A bubble by any other name

Champagne, Franciacorta, Spumante and other sparkling wines

Carolyn Abney
December 13, 2007

No holiday party would be complete without a little bubbly. In fact, approximately 40 percent of the year’s Champagne consumption takes place in December alone. Annual worldwide sales of Champagne exceed 300 million bottles per year. While 58 percent of the golden nectar stays in France, the rest is exported around the world, with the UK, US and Germany being the major recipients. Following are some tips on selecting the perfect bottle and serving it. Whichever bottle you choose, pop it open with good cheer and enjoy! Buone Feste!



Careful with that ‘C’– The European Union says that Champagne with a capital C must be made in the Champagne region of France. Certain sparkling wines made in the US have been exempted and can use the word with a small c.


Styles – Sparkling wines range from very dry (natural), to dry (Brut), then slightly sweet (bewilderingly called Extra Dry), to sweet (Sec and Demi-Sec). Beware of that ‘extra dry’ if you are not looking for sweetness! 


Types – Champagne producers typically have a style de maison; their goal is to have the product taste the same from year to year. To achieve this uniformity, they blend wines from several different years, which are then designated ‘non-vintage’.

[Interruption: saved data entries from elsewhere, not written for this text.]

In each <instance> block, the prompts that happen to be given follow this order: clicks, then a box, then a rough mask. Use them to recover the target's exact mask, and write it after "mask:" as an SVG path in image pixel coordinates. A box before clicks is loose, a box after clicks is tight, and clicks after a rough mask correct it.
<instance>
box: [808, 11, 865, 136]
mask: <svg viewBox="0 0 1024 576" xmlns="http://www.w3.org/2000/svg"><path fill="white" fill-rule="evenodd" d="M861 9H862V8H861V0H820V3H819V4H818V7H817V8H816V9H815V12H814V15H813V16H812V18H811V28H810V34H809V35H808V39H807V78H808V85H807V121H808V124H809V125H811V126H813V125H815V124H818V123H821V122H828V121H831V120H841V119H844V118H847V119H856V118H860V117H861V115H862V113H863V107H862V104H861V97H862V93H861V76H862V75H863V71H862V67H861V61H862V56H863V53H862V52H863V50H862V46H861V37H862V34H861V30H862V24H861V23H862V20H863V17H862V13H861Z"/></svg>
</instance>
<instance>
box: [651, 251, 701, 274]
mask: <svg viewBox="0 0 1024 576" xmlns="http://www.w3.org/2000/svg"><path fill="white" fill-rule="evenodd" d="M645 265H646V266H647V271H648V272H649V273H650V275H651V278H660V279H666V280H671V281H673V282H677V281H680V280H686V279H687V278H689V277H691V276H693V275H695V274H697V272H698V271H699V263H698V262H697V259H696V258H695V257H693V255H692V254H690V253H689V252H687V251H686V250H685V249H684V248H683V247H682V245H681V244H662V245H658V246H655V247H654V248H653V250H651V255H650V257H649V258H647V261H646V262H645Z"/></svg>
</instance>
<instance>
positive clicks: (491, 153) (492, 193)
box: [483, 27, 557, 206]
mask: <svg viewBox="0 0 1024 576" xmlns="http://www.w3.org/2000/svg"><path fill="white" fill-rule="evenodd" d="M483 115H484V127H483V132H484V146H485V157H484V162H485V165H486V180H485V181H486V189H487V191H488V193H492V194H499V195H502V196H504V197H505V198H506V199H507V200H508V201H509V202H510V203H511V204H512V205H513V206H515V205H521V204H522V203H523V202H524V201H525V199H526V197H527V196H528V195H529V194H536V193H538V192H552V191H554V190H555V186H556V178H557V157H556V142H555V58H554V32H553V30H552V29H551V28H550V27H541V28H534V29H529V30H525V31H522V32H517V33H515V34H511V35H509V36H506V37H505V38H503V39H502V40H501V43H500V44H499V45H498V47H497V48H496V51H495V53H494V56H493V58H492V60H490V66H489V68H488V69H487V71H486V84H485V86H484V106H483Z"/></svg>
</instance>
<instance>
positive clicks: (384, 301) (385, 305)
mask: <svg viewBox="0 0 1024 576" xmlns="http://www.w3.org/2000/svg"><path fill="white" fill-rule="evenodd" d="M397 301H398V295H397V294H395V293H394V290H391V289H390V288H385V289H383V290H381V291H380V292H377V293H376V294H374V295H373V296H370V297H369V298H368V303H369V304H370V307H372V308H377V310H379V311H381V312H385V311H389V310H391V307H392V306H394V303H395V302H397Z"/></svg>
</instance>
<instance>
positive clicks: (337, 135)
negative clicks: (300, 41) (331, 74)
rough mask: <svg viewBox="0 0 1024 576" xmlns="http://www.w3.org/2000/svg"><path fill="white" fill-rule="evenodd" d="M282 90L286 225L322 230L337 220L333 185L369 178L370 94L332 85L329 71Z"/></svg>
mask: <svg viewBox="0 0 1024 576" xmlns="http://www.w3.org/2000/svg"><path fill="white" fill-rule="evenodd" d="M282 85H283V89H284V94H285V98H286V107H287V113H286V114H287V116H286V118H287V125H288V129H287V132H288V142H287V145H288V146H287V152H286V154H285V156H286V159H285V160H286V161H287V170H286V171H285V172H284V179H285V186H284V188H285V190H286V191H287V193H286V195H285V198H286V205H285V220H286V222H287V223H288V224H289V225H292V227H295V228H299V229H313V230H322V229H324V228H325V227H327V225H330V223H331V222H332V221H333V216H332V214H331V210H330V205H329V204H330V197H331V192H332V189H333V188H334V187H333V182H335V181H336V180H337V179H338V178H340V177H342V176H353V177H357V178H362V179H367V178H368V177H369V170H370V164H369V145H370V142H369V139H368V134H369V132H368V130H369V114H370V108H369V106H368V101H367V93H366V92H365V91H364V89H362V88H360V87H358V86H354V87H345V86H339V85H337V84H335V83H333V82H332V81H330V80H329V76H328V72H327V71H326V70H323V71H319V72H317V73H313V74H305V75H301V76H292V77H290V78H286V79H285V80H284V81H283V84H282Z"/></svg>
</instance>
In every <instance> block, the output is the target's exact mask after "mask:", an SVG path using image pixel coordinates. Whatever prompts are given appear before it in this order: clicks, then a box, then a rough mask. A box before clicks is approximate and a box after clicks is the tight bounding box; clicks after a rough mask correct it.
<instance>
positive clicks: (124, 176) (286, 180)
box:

Vintage Champagne is also a blend of different wines, but all from the same year. Obviously, this is not done every year, just when the quality of the harvest merits it. These must be aged at least 39 months before they can be marketed.


Rosé Champagne, with its characteristic rosy tint, is made by letting the skins of the black grapes stay with the pressed juice (or ‘must’) for a short time or by adding a small amount of red wine made in the Champagne region to the must.


Prestige Cuvées are the top of the line. The grapes—as with all Champagne grapes—are hand picked, then selected virtually one-by-one. They may be vintage or non-vintage, but they will be left to mature for five to seven years and will be coddled every step of the way until they are put on the market, generally in a special box. Cuvées cost about three times as much as a non-vintage and twice as much as a bottle of vintage Champagne.


Opening the bottle – The images of corks popping out of the bottle may look like fun, but flying corks are dangerous, and the foam pouring out of the bottle is a waste of precious wine. To open a bottle of sparkling wine, point it away from yourself and anyone else nearby. Hold the cork and neck of the bottle in one hand. Keeping the thumb of one hand on the top of the cork, unwind and loosen the wire cage with your other hand. Continue to hold the cork firmly while you twist the bottle—not the cork—until it eases out of the bottle.


The glass – If you inherited wide, shallow ‘Champagne’ glasses (coupes), use them for gelato or fruit. Sparkling wines really need a tall, narrow glass (flute) or slightly egg-shaped one (tulip), in order to show off the bubbles and concentrate the aroma. The only time you should fill a wine glass nearly full is when you serve sparkling wine


Italian competitors – There are some wonderful sparkling wines made in Italy. In fact, the method of making Champagne was actually invented by an Italian winemaker in Asti, a city in the Piedmont region, at the end of the 1800s. France gets the credit, however, because a Frenchman codified the technique in 1907.


The word spumante means ‘sparkling’ in Italian. Again, watch the capital letter. If the bottle you are admiring says Spumante, it is a particular type of wine made in a particular way. You may also see the word frizzante, which means ‘fizzy’. These wines will have lower alcohol content. Prosecco is another type to enjoy. These wines are made from 100 percent prosecco grapes and provide a refreshing, well-made wine at a reasonable price. The sub-region of Conegliano Valdobbiadene makes many of the best Proseccos. If your budget allows, try a Franciacorta wine. These consistently rank with the top sparkling wines in the world. If you see the word saten on a bottle of Franciacorta wine, it means it has been made entirely with chardonnay grapes.